Feb 3rd, 2022–Feb 4th, 2022

Alpine
Natural and human triggered avalanches likely.
Treeline
Natural avalanches possible, human triggered probable.
Below Treeline
Natural avalanches possible, human triggered probable.
Alpine
Natural avalanches possible, human triggered probable.
Treeline
Natural avalanches possible, human triggered probable.
Below Treeline
Natural avalanches possible, human triggered probable.
Alpine
Natural avalanches possible, human triggered probable.
Treeline
Natural avalanches possible, human triggered probable.
Below Treeline
Natural avalanches unlikely, human triggered possible.

Regions

Glacier.

The hazard will ramp up through out the day tomorrow as new snow piles up, and winds and temperatures increase.

Be increasingly conservative in your decision making as the day progresses.

Weather Forecast

A low pressure system drives a warm front our way, giving snowfall Friday.
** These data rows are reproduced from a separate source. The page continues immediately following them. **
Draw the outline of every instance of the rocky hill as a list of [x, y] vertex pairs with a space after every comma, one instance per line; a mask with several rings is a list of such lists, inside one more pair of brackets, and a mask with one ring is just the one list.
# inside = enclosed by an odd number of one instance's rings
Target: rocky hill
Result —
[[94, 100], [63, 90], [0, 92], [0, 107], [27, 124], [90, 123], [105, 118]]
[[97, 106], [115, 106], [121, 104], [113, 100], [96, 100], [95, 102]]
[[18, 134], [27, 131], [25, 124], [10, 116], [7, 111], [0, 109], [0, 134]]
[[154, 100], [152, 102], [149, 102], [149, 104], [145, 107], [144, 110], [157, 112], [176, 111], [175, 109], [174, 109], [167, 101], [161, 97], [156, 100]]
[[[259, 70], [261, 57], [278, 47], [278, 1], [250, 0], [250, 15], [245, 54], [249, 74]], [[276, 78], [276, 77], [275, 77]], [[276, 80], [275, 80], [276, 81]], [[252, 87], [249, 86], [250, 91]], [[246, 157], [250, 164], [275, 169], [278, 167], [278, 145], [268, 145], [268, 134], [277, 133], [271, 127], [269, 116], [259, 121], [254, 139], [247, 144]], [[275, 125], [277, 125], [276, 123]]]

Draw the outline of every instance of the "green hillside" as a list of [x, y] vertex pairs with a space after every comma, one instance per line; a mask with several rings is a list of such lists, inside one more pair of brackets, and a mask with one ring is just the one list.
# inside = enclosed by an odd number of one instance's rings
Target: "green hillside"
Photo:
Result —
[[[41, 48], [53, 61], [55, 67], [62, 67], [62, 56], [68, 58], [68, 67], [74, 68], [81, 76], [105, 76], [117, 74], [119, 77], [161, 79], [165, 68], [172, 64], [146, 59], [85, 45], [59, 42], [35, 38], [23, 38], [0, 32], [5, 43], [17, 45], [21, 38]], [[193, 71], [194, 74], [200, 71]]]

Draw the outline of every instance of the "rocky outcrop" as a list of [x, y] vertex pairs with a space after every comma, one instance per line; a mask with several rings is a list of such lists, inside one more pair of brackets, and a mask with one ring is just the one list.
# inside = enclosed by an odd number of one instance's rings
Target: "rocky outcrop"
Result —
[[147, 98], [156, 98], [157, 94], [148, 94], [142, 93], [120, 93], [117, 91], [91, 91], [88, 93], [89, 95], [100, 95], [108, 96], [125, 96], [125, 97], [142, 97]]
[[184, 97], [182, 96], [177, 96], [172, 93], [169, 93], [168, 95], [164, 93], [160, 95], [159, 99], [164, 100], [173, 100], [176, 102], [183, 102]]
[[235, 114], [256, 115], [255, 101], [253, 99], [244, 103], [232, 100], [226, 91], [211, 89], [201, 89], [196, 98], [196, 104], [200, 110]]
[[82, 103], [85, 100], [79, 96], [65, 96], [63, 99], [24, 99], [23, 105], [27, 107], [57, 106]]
Tonight: Flurries (5cm). Alpine low -9*C. Moderate SW ridgetop winds

Fri: Snow (15-20cm during the day, with 10cm more overnight). High -7*C. Strong SW wind

Sat: Isolated flurries. Low -9*C, High -6*C. Strong W wind

Sun: Mix of sun and cloud. Low -7*C, High -2*C. Mod SW wind

Snowpack Summary

Up to 25cm of new snow by Friday PM, combined with strong SW wind, will load up lee features with fresh storm slabs. This brings the total to 40-70cm on the drought interfaces from Jan 29th - surface hoar (5-15mm) on sheltered/shady slopes, wind effect in exposed areas, and a suncrust on solar aspects. The Dec 1 crust/facet combo is down 1.5-2.5m.

Avalanche Summary

On Thursday, a field crew at Fidelity had a significant whumpf.

Wednesday, avalanche control in Cougar Corner and on Abott produced several size 2 slab avalanches.

Tuesday, a crew on Abbott easily ski cut sz 1-1.5 slab avalanches on convex rolls.

On Monday, natural activity was widespread at all elevations (storm slabs failing on the Jan 29th layer).

Confidence

Forecast snowfall amounts are uncertain

Problems

Storm Slabs

Storm Slab avalanches are the release of a cohesive layer (a slab) of new snow that breaks within new snow or on the old snow surface. Storm-slabs typically last between a few hours and few days (following snowfall). Storm-slabs that form over a persistent weak layer (surface hoar, depth hoar, or near-surface facets) may be termed Persistent Slabs or may develop into Persistent Slabs.

Persistent Slabs

Persistent Slab avalanches are the release of a cohesive layer of snow (a slab) in the middle to upper snowpack, when the bond to an underlying persistent weak layer breaks. Persistent layers include: surface hoar, depth hoar, near-surface facets, or faceted snow. Persistent weak layers can continue to produce avalanches for days, weeks or even months, making them especially dangerous and tricky. As additional snow and wind events build a thicker slab on top of the persistent weak layer, this avalanche problem may develop into a Deep Persistent Slab.

Loose Dry

Loose Dry avalanches are the release of dry unconsolidated snow and typically occur within layers of soft snow near the surface of the snowpack. These avalanches start at a point and entrain snow as they move downhill, forming a fan-shaped avalanche. Other names for loose-dry avalanches include point-release avalanches or sluffs.